Dans l’approche interactionnelle et stratégique de Palo Alto, le critère d’efficacité n’est jamais la cohérence théorique de la solution, mais la manière dont elle modifie la boucle des tentatives de solution. Autrement dit, ce qui compte n’est pas si l’action est « logique », mais si elle déplace réellement la dynamique relationnelle qui entretient le problème. Une situation qui se répète n’est pas simplement la conséquence d’une cause, mais le produit d’ajustements successifs qui, paradoxalement, maintiennent ce que l’on cherche à réduire. De nombreuses équipes s’épuisent ainsi à répéter des stratégies totalement cohérentes… mais parfaitement inefficaces. Elles insistent, expliquent, relancent, cadrent, réorganisent, communiquent, évaluent, forment, structurent, sans voir que ces actions logiques constituent déjà une partie du problème.

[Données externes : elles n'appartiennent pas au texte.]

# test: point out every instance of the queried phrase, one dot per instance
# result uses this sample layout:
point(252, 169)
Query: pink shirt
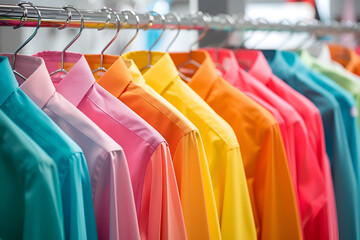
point(112, 193)
point(324, 226)
point(152, 175)
point(307, 177)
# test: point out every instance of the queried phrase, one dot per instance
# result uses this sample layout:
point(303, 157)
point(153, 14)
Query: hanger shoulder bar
point(10, 15)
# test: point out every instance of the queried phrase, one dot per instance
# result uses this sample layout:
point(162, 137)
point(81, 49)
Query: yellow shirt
point(125, 82)
point(265, 160)
point(221, 146)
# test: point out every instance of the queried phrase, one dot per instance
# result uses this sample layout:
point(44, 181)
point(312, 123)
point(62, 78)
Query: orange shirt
point(266, 166)
point(186, 147)
point(220, 143)
point(346, 57)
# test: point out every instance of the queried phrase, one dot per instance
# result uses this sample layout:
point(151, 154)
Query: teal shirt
point(30, 202)
point(349, 100)
point(78, 210)
point(349, 107)
point(289, 68)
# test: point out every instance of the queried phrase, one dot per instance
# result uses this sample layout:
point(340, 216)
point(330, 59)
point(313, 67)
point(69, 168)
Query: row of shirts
point(250, 145)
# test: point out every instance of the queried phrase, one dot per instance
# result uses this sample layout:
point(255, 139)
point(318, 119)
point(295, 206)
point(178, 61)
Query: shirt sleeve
point(195, 188)
point(237, 220)
point(114, 202)
point(161, 215)
point(79, 217)
point(310, 180)
point(43, 217)
point(276, 206)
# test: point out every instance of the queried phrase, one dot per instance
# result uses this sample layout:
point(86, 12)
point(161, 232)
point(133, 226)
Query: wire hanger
point(178, 20)
point(151, 19)
point(137, 28)
point(105, 9)
point(21, 4)
point(73, 40)
point(190, 60)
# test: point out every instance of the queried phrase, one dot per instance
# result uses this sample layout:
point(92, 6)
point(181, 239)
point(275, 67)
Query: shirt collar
point(135, 73)
point(205, 76)
point(256, 64)
point(162, 72)
point(38, 86)
point(283, 63)
point(224, 59)
point(116, 78)
point(321, 52)
point(8, 83)
point(76, 83)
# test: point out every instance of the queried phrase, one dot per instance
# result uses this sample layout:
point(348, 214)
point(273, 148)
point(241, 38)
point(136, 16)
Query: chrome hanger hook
point(267, 32)
point(21, 4)
point(66, 8)
point(23, 18)
point(108, 18)
point(204, 32)
point(163, 27)
point(291, 27)
point(67, 21)
point(105, 9)
point(137, 28)
point(151, 19)
point(178, 20)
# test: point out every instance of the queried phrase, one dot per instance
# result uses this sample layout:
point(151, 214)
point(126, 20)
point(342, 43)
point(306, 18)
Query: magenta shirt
point(307, 177)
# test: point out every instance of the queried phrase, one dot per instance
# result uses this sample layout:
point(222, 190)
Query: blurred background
point(290, 11)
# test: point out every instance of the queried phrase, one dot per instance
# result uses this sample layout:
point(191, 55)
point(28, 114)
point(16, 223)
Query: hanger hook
point(108, 18)
point(267, 32)
point(21, 4)
point(222, 44)
point(23, 18)
point(105, 9)
point(204, 32)
point(243, 21)
point(178, 20)
point(67, 21)
point(151, 20)
point(66, 8)
point(137, 28)
point(150, 13)
point(287, 22)
point(230, 20)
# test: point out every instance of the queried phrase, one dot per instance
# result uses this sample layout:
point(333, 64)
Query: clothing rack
point(54, 17)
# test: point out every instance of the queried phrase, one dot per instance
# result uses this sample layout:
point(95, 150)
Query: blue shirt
point(348, 110)
point(289, 67)
point(78, 210)
point(30, 202)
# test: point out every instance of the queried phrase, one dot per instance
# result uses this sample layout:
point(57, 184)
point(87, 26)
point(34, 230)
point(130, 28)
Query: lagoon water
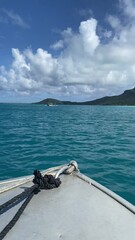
point(100, 138)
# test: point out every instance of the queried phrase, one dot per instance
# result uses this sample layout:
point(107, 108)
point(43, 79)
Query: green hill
point(125, 99)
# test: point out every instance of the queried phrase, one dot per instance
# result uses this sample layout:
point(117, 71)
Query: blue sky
point(72, 50)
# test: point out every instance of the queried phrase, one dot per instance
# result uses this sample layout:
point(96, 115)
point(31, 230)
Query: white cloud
point(85, 66)
point(12, 17)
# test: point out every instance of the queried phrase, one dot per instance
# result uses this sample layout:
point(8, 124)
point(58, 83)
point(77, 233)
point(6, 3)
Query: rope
point(40, 182)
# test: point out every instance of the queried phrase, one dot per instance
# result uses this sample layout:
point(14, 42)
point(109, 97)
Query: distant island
point(125, 99)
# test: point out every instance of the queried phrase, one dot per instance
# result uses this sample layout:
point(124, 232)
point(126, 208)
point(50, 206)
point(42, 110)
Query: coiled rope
point(40, 182)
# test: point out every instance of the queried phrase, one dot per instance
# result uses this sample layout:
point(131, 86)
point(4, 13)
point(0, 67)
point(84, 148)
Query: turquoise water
point(100, 138)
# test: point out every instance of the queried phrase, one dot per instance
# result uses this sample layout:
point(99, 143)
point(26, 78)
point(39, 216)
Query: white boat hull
point(79, 209)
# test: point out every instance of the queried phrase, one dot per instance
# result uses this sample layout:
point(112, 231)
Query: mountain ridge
point(127, 98)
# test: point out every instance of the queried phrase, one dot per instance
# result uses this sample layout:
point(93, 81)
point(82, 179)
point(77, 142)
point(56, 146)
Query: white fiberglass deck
point(75, 211)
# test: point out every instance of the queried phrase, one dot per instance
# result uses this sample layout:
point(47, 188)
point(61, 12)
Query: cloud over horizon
point(85, 65)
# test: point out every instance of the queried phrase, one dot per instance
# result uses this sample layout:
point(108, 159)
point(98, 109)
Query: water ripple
point(101, 139)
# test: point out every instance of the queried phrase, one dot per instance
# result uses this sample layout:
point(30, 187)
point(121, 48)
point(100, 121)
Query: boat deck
point(75, 210)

Je vous propose de lire ou relire mon article «Toujours plus de la même chose qui ne fonctionne pas transforme une difficulté en un problème.»

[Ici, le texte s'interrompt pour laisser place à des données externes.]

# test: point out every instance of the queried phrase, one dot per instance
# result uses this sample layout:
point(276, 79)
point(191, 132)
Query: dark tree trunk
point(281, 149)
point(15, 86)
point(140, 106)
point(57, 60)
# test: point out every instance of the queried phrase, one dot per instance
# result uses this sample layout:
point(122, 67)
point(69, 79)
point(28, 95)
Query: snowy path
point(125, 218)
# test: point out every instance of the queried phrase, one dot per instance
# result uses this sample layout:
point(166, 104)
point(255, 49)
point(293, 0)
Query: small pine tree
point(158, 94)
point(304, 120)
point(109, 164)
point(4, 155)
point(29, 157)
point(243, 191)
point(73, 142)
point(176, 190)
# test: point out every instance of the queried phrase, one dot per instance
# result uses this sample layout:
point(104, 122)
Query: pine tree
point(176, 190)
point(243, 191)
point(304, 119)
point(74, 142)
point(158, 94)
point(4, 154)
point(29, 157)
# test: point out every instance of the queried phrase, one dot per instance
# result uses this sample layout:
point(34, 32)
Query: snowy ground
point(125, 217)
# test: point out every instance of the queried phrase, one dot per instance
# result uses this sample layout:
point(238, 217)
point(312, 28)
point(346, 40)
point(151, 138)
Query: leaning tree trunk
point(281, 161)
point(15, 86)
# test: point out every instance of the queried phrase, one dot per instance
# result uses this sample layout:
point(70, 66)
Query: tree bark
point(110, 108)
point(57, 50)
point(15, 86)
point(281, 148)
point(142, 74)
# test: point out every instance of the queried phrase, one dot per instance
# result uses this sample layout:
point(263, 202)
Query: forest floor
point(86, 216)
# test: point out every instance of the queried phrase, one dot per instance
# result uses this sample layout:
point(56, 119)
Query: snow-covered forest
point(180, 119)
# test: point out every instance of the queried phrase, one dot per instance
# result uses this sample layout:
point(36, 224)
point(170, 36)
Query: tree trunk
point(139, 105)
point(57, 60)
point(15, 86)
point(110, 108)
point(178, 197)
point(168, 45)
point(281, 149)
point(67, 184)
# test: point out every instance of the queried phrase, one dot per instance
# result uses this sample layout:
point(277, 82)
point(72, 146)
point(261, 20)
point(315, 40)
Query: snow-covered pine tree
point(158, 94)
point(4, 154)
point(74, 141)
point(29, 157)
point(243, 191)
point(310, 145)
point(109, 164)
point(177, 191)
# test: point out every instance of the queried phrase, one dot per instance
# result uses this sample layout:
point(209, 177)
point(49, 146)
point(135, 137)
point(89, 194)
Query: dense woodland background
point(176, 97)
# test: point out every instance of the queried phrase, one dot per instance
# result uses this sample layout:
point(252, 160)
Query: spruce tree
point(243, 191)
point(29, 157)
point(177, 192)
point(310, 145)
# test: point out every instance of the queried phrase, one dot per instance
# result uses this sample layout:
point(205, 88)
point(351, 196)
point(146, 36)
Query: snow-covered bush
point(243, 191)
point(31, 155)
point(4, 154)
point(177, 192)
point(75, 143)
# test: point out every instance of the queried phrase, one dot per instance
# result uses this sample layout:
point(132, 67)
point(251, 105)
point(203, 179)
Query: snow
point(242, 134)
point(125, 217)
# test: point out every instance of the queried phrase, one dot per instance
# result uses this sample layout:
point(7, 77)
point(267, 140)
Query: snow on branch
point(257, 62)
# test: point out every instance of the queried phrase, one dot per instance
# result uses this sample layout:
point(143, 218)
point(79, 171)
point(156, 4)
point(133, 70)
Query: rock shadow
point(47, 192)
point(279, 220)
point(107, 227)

La puissance de l’inattendu

Pour créer du mouvement, il faut parfois prendre un chemin inattendu : ralentir au lieu d’accélérer, cesser d’insister pour permettre à l’autre de bouger, reconnaître une position que l’on combat depuis des mois afin de relâcher une tension invisible, déplacer le cadre plutôt que tenter de résoudre le contenu, transformer l’histoire racontée pour libérer les interactions. Ces gestes-là, vus de l’extérieur, peuvent sembler illogiques, voire contre-productifs. Pourtant, ils sont souvent les seuls qui parlent réellement au système. Ils interviennent précisément à l’endroit où les tentatives de solution s’enferment, là où le sens se rigidifie, là où chacun répète la même danse relationnelle en espérant un résultat différent.

Un changement de regard

L’action illogique n’est pas irrationnelle. Elle devient cohérente lorsqu’on adopte la logique interne du système, et non la logique externe du raisonnable. Elle s’ancre dans ce qui fait bouger les personnes en situation réelle, dans le langage qu’elles utilisent, dans les émotions qu’elles tentent de contenir, dans les ajustements protecteurs qu’elles mettent en place pour tenir debout. Ce qui paraît illogique depuis une vision analytique devient d’une clarté limpide lorsque l’on observe les interactions plutôt que les individus. C’est le paradoxe de cette approche : ce qui fonctionne n’est pas toujours ce qui semble logique, mais ce qui s’inscrit avec finesse dans la dynamique du moment.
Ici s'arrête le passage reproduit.